Pyramids of Giza and the International Space Station

January 22, 2010

ISSand Pyramids

Photographer: Aymen Ibrahem
Summary Author: Aymen Ibrahem; Jim Foster; Stu Witmer

The photo above showing the Pyramid of Chephren (left) and the Great Pyramid of Cheops (right) was captured on January 4, 2010 from Giza, Egypt. On this clear, moonless evening, the International Space Station (ISS) was visible for two minutes before disappearing behind Cheops. It’s shown here gliding over Chephren. Cheops, also known as Kheops and the Great Pyramid of Giza, is the largest of the three pyramids found at Giza – 451 feet (138 m). Primarily constructed of huge limestone blocks quarried nearby, it’s the oldest of the Seven Wonders of the Ancient World and the only one of these ancient wonders that appears nearly the same now as when it was constructed approximately 4,550 years ago.

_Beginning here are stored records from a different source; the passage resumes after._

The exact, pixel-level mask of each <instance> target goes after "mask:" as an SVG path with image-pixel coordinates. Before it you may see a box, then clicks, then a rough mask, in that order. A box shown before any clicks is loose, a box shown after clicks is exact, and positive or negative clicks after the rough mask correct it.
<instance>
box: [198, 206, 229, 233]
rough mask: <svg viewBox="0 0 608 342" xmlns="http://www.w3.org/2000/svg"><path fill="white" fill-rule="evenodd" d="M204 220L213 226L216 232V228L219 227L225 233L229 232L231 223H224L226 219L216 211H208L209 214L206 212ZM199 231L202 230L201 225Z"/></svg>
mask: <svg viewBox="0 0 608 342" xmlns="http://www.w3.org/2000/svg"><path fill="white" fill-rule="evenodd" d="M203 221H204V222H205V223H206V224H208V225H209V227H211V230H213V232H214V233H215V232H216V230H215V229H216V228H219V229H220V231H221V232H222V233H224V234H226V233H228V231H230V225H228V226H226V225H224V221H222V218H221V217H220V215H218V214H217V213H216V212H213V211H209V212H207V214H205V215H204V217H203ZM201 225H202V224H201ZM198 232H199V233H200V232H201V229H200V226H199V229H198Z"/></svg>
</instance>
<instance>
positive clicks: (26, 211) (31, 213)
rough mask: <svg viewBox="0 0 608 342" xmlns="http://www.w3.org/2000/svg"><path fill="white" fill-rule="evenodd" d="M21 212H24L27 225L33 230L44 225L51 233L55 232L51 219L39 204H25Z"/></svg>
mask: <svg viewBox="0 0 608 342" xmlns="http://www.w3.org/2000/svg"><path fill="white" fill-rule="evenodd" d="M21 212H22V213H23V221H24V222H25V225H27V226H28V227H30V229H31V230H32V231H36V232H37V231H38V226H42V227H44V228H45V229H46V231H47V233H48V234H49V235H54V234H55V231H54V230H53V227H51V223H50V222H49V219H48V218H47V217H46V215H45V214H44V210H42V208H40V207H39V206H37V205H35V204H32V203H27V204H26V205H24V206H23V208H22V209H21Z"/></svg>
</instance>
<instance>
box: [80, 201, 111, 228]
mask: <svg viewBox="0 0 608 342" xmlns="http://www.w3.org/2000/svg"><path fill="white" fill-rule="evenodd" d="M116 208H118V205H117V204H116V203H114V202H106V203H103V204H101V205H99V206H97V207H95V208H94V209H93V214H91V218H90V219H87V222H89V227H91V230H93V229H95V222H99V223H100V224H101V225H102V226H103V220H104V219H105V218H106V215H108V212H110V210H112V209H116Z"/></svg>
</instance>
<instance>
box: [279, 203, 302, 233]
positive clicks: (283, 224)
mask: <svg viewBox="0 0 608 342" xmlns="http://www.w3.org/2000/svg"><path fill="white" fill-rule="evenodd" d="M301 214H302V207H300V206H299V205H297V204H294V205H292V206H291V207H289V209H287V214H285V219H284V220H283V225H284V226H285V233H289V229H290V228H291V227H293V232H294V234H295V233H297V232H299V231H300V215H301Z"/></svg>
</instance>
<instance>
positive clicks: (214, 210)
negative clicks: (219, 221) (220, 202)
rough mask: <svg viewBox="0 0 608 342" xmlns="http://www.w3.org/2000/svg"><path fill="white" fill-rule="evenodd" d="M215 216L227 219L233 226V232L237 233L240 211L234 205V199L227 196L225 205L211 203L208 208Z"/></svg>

Laser slides are shown nightly at Giza featuring portraits of ancient Egyptian monarchs, renditions of the Sphinx, and religious scenes. On the scene above, a priest dressed up as Anubis, the jackal-headed god, who was one of the gods of the Underworld, mummifies the corps of a deceased. Note that the brightest stars of Cygnus the Swan (also known as the Northern Cross) can be detected over the Great Pyramid. Photo taken at 6:45 p.m. EET.